Data Structures
Data structures are ways of organizing and storing information in a computer program so that it can be accessed and modified efficiently. As programmers, it is essential to understand the different data structures available and know when to apply each one to optimize the performance and utility of our programs.
A data structure is a particular way of organizing data in the computer’s memory so that it can be used efficiently. Data structures come in many forms, such as arrays, lists, stacks, queues, graphs, trees, hashes, etc.
Each structure organizes the data according to a specific logical model and supports efficient operations to access, modify, add, and delete elements according to that model. For example, an array organizes elements sequentially in memory to facilitate random access by indices. A linked list connects elements in memory using “nodes” with references to the next node to facilitate insertion and deletion.
By choosing the appropriate data structure for the task to be solved, we can write more efficient programs and reduce computational complexity, using fewer resources like memory and processing.
Data structures help us:
Organize large amounts of data to make them easier to access and modify.

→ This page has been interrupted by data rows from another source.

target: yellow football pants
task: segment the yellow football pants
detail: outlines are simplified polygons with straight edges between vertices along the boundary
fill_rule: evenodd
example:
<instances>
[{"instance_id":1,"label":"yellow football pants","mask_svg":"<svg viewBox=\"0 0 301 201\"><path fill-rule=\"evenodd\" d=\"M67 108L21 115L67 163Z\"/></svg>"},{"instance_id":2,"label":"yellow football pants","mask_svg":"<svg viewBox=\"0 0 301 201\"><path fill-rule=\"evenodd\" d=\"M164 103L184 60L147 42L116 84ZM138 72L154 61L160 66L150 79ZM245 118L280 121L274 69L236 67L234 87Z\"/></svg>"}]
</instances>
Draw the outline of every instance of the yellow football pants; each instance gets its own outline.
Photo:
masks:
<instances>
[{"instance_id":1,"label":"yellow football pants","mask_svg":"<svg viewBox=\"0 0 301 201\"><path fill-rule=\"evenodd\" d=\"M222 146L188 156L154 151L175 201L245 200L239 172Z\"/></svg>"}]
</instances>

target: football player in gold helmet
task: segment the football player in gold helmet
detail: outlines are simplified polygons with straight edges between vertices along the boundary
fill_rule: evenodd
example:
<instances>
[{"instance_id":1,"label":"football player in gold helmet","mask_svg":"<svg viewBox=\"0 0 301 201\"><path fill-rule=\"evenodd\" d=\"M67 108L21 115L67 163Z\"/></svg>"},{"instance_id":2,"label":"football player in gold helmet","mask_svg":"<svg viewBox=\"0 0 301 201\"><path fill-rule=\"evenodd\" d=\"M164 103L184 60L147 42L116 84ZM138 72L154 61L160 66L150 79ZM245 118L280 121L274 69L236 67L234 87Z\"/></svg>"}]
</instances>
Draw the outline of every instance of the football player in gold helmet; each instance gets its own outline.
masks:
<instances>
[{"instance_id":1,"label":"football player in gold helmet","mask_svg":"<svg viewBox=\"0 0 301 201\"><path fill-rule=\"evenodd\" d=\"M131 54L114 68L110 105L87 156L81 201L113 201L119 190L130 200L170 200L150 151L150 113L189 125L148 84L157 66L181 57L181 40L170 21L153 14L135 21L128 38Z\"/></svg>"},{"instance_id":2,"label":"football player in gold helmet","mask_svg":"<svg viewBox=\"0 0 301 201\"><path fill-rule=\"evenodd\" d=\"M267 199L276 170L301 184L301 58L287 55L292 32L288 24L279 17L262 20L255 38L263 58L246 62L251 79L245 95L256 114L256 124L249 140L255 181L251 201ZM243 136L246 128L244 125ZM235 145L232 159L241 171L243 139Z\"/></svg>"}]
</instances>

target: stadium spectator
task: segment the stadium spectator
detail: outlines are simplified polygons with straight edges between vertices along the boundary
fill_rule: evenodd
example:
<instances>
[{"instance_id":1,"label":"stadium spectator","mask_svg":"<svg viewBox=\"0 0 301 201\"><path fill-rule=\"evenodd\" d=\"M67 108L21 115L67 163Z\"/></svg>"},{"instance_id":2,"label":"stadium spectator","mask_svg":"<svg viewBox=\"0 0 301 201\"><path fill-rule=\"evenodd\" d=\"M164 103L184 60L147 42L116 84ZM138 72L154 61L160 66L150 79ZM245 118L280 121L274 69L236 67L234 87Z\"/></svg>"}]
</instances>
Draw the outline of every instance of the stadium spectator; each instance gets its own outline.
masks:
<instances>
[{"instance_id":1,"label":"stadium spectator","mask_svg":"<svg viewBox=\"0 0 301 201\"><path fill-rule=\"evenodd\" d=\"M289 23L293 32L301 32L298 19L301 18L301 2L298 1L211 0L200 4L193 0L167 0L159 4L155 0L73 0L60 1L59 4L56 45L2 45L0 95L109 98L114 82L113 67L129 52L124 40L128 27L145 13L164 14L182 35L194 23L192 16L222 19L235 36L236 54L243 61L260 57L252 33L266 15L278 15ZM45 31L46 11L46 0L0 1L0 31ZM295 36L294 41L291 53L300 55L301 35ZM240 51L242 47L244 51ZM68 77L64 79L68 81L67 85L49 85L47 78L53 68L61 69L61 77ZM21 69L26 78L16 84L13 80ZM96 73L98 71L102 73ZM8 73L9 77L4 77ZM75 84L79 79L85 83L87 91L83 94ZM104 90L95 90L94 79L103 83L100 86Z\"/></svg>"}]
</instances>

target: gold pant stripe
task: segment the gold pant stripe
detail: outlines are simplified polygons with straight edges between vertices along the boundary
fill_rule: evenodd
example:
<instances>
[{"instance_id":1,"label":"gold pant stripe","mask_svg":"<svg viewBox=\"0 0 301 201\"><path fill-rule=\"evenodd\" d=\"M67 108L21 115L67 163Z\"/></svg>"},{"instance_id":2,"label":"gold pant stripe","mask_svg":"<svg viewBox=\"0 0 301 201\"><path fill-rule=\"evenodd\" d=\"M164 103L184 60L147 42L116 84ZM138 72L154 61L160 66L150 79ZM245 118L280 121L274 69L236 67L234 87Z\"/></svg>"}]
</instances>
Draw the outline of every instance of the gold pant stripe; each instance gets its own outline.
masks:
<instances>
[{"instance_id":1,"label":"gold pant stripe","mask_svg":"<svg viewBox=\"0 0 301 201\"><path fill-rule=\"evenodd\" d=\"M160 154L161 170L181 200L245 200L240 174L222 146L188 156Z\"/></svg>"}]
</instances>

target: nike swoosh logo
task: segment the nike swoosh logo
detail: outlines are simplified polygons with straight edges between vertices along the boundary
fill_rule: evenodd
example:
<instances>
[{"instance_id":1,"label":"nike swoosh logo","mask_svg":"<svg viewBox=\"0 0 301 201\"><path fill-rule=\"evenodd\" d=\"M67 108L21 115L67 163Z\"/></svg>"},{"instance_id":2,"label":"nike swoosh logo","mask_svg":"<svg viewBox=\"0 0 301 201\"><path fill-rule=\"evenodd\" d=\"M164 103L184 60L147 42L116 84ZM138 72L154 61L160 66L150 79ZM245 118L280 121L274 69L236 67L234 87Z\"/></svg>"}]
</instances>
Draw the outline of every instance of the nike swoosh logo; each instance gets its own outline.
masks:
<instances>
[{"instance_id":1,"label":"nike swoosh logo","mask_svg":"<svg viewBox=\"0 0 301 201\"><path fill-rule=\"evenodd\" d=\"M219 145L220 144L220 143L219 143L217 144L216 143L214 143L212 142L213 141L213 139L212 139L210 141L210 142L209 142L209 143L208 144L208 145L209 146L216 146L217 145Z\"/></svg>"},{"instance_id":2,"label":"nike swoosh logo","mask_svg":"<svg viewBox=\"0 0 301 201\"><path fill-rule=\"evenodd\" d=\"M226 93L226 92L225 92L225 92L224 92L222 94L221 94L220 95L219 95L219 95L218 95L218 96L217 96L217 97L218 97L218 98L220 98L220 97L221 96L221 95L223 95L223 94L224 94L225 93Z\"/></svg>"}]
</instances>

Model complex relationships between data, such as with graphs and trees.
Access and modify data efficiently, optimizing performance.
Reuse existing code and data structures instead of having to rewrite solutions from scratch.
For example, a program that needs to store thousands of user records benefits from using a hash data structure to associate each user with data like first name, last name, email, etc. This way specific users can be found very quickly without having to iterate over the entire collection.
Another example are binary search trees, which allow finding elements very quickly in ordered sets of millions of elements. This is achieved by discarding halves of the tree as the desired element is searched.
Types of data structures
There are many types of data structures. Below are some useful categories to classify them.
According to relationship between elements
Linear: Elements are organized sequentially one after the other. For example, arrays, lists, stacks, queues.
Non-linear: Elements are organized in a hierarchy or graph. This is the case with trees and graphs.
According to element type
Homogeneous: Store a single data type. For example, arrays in a language like Java.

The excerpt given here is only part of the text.